JIL file a scheme of arrangement for the demerger of its Gauges manufacturing undertaking into JGTL and reorganization of its paid-up share capital after the demerger.

Jasch-Demerger-Industrial-Gauge-Business-1

Appointed date for the transaction is 1st April 2021.

Rational of the Transaction:

  1. To attract/invite financial/strategic investors for the businesses.
  2. Provide a scope for independent growth and expansion.

Is this restructuring a step towards succession planning since the JIL is owned and managed by the Jai Kishan Garg and his three sons? 

Rationale for the reorganization of paid share capital (i.e. reduction of paid-up share capital without payment) is primarily to enhance/improve financial ratios.

Valuation and Swap Ratio:

Currently, the Resulting Company is a wholly-owned subsidiary of the Demerged Company. Upon demerger, the shareholding pattern of the resulting company will mirror that of the demerged company in % terms. The resulting company JGTL will issue 2 equity shares of ₹10 each to the shareholder of JIL who holding 5 equity shares (i.e. 2 shares for every 5 shares).

Reduction of Capital:

Post demerger, the paid-up equity share capital of JIL will reduce in the proportion of net worth transfer to the resulting company (JGTL). i.e. reduce same no. of shares as issued by the resulting company.

Accounting Treatment:

Accounting treatment for the transaction is done according to appendix ‘C’ of Ind As 103- ‘Business Combination’.

Taxation:

The transaction is tax neutral transaction as per section 47(vi) read with section 2(19AA). There is no tax liability arises in the hands of shareholders and companies involved in transactions.

The Scheme provides for –

Transfer of Minimum Alternative Tax (MAT) Credit

As provided in para 12 of the scheme MAT credit related to demerged undertaking on the Appointed date shall be treated as MAT credit of the resulting company. As in the case of MAT credit, there is no explicit provision in income tax regarding carried forward of MAT credit to the resulting company like provide in sections 35AB(3), 35D(5A), 35DDA(3), 72A(4) etc.  However, ITAT Ahmedabad in the case of Adani Gas Ltd, relying upon Supreme Court decision in Marshall Sons & Company India Ltd, allowed the transfer of MAT Credit to the resulting company, though at that point of time there was no MAT tax.

Capital Reduction:

The scheme in para 16.4 provides that Post demerger the paid-up equity share capital of JIL will reduce in the proportion of net worth transfer to resulting company (JGTL) by reducing no. of shares.

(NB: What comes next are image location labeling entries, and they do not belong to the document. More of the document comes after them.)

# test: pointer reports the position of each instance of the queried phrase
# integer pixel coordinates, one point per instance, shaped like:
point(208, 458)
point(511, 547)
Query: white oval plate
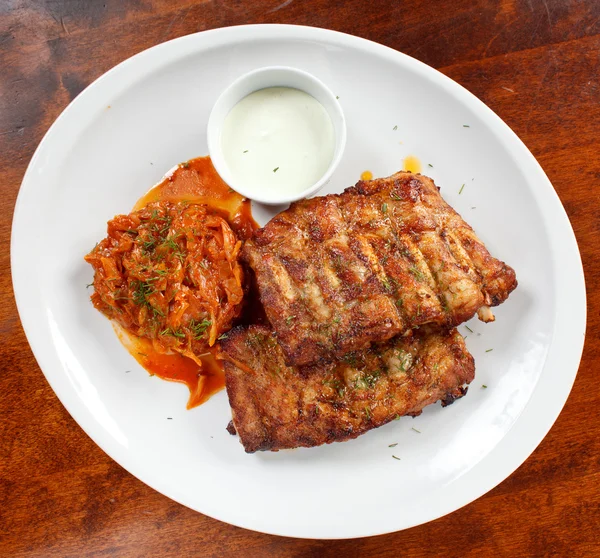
point(149, 113)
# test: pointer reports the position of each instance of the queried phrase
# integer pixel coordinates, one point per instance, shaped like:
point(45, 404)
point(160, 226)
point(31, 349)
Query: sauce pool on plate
point(276, 139)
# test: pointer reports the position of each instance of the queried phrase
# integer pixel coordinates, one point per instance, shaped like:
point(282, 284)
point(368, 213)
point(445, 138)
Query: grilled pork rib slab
point(339, 272)
point(275, 406)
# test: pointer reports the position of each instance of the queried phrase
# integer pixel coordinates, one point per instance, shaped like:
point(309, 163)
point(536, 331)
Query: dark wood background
point(534, 62)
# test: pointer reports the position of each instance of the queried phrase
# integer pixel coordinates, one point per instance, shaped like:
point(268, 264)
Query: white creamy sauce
point(278, 140)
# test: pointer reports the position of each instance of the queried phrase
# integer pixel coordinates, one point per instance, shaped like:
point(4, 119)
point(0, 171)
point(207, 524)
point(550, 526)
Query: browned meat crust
point(338, 272)
point(276, 407)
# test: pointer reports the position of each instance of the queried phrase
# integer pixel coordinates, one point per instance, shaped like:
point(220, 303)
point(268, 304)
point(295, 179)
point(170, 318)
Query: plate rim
point(187, 44)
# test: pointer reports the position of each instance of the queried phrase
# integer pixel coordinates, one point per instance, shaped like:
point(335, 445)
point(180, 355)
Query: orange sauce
point(412, 164)
point(202, 381)
point(196, 181)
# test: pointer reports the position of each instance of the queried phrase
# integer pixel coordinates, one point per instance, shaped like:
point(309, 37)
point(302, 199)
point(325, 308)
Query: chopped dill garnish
point(142, 290)
point(199, 328)
point(173, 333)
point(417, 273)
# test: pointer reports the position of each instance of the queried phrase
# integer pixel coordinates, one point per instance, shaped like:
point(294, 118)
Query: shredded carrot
point(170, 273)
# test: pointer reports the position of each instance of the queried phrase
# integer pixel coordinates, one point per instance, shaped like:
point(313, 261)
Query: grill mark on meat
point(381, 258)
point(310, 406)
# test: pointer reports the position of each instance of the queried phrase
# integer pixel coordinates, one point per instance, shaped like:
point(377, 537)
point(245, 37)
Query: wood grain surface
point(536, 63)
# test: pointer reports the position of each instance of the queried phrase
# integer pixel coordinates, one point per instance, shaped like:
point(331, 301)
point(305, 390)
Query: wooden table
point(534, 62)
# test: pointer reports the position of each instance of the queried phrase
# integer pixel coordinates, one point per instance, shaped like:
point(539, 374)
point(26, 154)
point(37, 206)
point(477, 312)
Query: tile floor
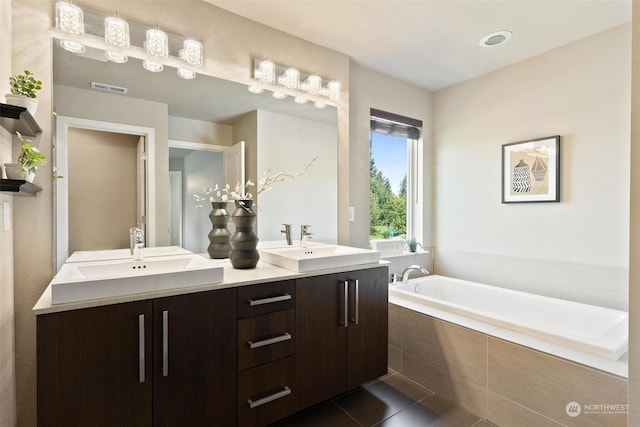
point(391, 401)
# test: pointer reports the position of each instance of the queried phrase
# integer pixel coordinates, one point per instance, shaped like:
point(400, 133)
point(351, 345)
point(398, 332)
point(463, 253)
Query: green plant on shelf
point(25, 84)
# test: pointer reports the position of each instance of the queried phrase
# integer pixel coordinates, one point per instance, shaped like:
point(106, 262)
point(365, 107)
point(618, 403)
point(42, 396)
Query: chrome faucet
point(287, 233)
point(136, 240)
point(305, 235)
point(408, 270)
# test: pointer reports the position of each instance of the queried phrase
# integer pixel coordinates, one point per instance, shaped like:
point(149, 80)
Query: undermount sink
point(318, 257)
point(103, 279)
point(109, 254)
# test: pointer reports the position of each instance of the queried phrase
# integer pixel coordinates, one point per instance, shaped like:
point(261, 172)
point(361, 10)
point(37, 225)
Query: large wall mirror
point(102, 133)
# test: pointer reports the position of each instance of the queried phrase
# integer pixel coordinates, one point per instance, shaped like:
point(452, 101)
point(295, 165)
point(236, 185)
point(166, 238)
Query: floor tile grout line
point(348, 414)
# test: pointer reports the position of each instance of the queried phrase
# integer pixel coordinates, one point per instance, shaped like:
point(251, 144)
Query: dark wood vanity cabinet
point(245, 356)
point(194, 359)
point(94, 366)
point(267, 384)
point(168, 361)
point(341, 322)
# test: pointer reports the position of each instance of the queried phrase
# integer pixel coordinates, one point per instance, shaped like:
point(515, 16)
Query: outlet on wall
point(6, 215)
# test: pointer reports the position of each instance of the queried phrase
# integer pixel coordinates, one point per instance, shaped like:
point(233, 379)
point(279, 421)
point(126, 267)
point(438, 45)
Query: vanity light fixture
point(266, 72)
point(116, 33)
point(156, 44)
point(334, 88)
point(70, 20)
point(290, 81)
point(191, 54)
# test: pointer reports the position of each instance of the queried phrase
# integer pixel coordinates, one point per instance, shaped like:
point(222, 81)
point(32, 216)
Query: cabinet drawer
point(266, 298)
point(265, 338)
point(266, 393)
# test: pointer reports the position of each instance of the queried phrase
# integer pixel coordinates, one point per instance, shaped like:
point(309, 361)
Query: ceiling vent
point(109, 88)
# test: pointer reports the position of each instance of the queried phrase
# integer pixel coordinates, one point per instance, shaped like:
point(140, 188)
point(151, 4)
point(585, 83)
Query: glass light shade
point(334, 90)
point(266, 71)
point(291, 78)
point(315, 84)
point(152, 66)
point(116, 33)
point(191, 52)
point(72, 46)
point(69, 18)
point(116, 57)
point(157, 43)
point(186, 74)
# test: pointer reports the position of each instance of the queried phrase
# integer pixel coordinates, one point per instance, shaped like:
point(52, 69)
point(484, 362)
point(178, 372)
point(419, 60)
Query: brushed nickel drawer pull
point(278, 298)
point(165, 343)
point(141, 348)
point(284, 337)
point(270, 398)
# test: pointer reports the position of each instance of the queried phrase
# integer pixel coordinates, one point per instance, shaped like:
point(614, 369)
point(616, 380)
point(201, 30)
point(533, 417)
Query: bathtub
point(585, 328)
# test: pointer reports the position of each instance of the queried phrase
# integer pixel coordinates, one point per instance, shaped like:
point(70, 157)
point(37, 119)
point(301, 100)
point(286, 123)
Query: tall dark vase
point(244, 241)
point(219, 236)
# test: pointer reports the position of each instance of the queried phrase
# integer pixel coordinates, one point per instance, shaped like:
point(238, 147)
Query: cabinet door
point(195, 359)
point(367, 342)
point(321, 338)
point(94, 366)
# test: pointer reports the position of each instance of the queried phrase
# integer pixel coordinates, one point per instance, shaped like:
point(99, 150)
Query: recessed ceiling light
point(496, 38)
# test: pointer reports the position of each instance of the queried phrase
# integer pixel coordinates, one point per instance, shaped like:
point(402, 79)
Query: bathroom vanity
point(255, 348)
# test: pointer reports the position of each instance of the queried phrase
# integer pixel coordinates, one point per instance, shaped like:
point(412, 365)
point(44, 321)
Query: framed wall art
point(531, 171)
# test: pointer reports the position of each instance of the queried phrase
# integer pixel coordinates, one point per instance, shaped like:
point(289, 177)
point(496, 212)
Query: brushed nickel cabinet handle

The question thus arises whether on reduction of no. of share, the capital loss allowed to shareholders or not?

In this regard, the Special Bench of the Mumbai ITAT in Bennett Coleman vs. ACIT TS-580-ITAT-2011 had disallowed a shareholder’s claim for capital loss on reduction of share capital since the shareholder’s percentage of shareholding, immediately before reduction of share capital and immediately after such reduction, remained the same. Also, there was no consideration received by the shareholder in lieu of reduction of share capital and hence, the Tribunal termed the shareholder’s claim as merely a notional loss which was not allowed.

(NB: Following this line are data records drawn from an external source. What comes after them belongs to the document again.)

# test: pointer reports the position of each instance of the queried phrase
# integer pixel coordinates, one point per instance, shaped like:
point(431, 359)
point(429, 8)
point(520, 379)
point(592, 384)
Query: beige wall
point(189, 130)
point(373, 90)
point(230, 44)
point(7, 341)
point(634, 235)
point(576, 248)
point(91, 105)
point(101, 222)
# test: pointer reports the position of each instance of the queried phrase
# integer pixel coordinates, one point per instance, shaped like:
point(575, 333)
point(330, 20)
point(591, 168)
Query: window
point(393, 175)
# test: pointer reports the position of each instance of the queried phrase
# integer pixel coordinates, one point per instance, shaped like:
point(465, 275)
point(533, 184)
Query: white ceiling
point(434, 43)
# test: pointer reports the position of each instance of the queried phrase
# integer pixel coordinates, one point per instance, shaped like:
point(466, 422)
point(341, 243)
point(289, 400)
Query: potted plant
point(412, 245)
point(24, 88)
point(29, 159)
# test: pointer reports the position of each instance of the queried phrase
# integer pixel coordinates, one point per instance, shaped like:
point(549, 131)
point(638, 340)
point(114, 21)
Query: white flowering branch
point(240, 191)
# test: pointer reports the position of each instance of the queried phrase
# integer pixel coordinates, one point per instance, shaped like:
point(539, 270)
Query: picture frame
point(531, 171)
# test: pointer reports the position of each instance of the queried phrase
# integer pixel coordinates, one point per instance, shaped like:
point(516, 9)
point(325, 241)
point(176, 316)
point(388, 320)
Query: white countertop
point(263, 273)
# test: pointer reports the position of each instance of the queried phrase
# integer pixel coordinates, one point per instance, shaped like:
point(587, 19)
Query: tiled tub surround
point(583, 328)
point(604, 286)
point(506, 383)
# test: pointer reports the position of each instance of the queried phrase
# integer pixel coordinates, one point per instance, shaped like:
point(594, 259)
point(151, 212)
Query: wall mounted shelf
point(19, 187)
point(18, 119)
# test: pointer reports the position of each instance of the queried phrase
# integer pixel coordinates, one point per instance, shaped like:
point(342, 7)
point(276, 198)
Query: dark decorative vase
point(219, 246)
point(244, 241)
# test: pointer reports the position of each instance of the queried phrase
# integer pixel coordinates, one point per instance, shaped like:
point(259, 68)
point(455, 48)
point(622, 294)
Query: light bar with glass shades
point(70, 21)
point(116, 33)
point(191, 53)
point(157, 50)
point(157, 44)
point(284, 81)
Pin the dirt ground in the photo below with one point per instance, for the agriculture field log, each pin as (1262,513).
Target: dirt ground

The Bangalore ITAT in case of Jupitar Capital Pvt. Ltd. v. ACIT (ITA No. 445/Bang/2018) the capital loss due to reduction of share capital allowed. However, in this case, it is pertinent to note that the assessee received some consideration on account of capital reduction, which is a different fact pattern, as compared to the Bennett Coleman case (Supra) wherein no consideration was received. For more details about taxation in case of capital reduction read our article published May 2021 edition.

Further also note that whether shares issued by the resulting company pursuant to the demerger will be treated as consideration for reduction of shares?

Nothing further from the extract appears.